Emma is Northern, bookish, a bit gawky and very passionate about a number of worthy causes. She graduates with top results in English lit and drama, but is uncertain of her future prospects and feels dowdy and insecure. Dexter is a former public school boy from Oxford, handsome, confident, sometimes arrogant to the point of douchiness and graduated with a middling result in anthropology. He's not really passionate about anything but his own enjoyment and maybe women, and quite ready for the wonderful things the world is sure to offer him after graduation, they'll certainly involve fame and fortune.

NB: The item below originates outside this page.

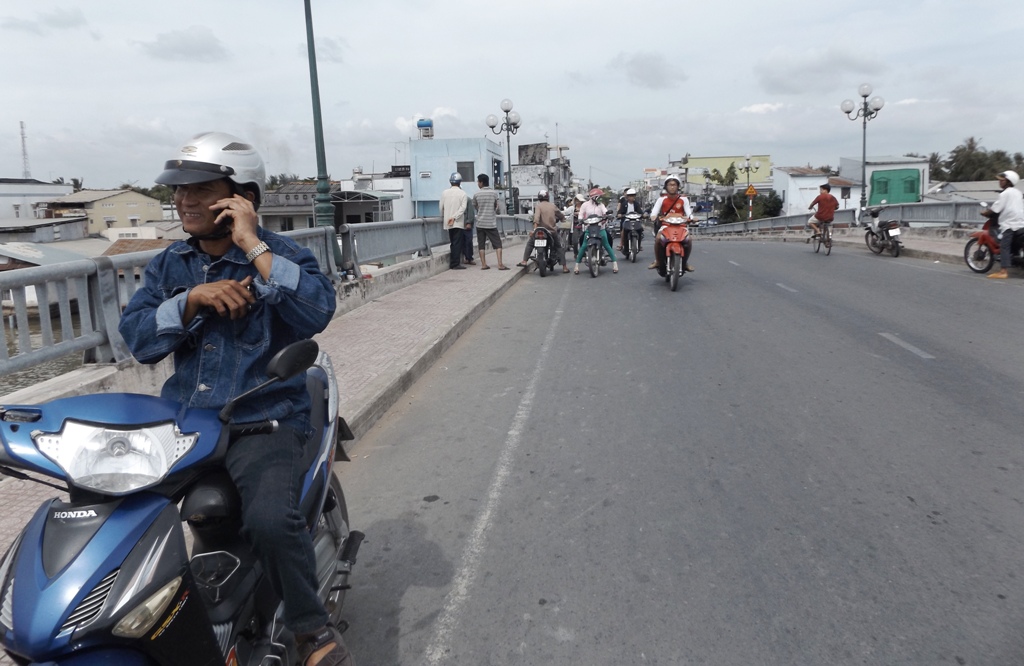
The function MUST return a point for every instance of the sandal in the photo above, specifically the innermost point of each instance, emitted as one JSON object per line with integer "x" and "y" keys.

The couple have clearly run in the same circles at University but hook up for the first time at a party on the eve of their graduation. Emma has clearly fancied Dexter for some time, he's only really noticed her at the party. The book follows their lives for the next twenty years, during which they develop a close friendship, sometimes spending the day together, sometimes far apart. They both change a lot, get a series of jobs (some satisfying and rewarding, some decidedly not so) and various partners. At times, they are best friends, at others they are not on speaking terms. There's a fair bit of sexual tension between them, and even in periods where they're just good friends, it's clear that everyone around them always saw them as a successful romantic coupling just waiting to happen.

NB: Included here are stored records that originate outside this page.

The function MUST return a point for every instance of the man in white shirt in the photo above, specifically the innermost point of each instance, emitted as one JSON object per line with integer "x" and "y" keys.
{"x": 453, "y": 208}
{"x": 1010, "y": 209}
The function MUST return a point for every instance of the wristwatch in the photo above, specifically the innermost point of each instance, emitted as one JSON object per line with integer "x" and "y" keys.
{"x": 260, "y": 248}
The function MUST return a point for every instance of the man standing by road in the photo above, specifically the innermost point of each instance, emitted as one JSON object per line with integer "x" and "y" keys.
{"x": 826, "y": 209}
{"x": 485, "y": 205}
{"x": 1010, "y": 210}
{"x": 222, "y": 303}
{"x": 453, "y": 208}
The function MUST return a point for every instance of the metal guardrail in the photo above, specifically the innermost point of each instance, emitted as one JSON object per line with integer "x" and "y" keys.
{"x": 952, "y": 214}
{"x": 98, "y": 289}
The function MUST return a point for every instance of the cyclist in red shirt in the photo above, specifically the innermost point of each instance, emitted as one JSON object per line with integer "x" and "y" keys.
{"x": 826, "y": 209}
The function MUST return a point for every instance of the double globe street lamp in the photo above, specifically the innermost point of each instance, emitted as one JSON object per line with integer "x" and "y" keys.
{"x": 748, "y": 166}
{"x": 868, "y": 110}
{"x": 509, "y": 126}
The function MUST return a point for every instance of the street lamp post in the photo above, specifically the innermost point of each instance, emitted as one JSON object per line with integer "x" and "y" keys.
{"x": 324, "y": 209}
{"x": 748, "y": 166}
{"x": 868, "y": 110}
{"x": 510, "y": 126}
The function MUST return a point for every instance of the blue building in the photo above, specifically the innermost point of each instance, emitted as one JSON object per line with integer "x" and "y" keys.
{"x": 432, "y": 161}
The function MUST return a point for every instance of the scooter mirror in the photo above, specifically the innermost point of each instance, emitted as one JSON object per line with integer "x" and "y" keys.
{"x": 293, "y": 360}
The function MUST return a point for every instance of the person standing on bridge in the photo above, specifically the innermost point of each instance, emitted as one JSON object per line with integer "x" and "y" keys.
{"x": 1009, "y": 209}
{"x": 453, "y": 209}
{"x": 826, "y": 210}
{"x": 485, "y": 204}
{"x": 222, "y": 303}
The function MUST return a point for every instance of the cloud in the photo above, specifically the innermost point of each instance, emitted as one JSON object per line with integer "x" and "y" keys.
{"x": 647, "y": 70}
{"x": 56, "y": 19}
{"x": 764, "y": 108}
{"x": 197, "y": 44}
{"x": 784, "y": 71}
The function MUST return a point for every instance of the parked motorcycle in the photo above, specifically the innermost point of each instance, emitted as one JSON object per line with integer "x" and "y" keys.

Due to the episodic structure of the book, I kept wanting to read just one more chapter, even when at times, I didn't really like Dexter much or care what was going on in his life. Dexter is a bit too full of himself, and while he's clearly supposed to be the sort of charming rogue you love to hate, but are mostly charmed by, in parts of the book he just seemed smug and spoiled and annoying. Emma's a great character, though, and not just because she's a smart and caring woman with confidence issues who just doesn't realize that she could be really very pretty if she wasn't so sure everyone was lying about her looks. I sometimes felt that she cut Dexter a lot more slack than she should have, and possibly told him more often that he needed to get over himself.

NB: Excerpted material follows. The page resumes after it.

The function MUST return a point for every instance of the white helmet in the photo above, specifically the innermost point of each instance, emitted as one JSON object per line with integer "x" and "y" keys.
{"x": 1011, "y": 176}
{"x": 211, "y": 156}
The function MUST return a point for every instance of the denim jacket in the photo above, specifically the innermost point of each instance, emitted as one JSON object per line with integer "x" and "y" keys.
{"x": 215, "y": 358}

The book is in some ways like a literary version of When Harry Met Sally, the film is even referenced at one point in the book. It's just that in this, Emma is vastly more likable than Dexter (who in many ways reminded me a bit too much of a couple of guys I went to Uni with, and who clearly expected the world to fall in their lap because they were handsome and charming, but didn't really want to work very hard at anything), and it's sometimes a bit difficult to see why she'd put up with him for twenty years. He does have personal growth, but it takes a very long time, and even after he became a proper grown-up, I found the end of the book unsatisfying and am not entirely sure Nicholls had to choose the route he did to complete Dexter's transition into a decent human being. Still, it was a quick read, I enjoyed bits of it a lot, and since I didn't invest too much in it, I probably won't care as much if the upcoming film adaptation changes bits or gets them wrong.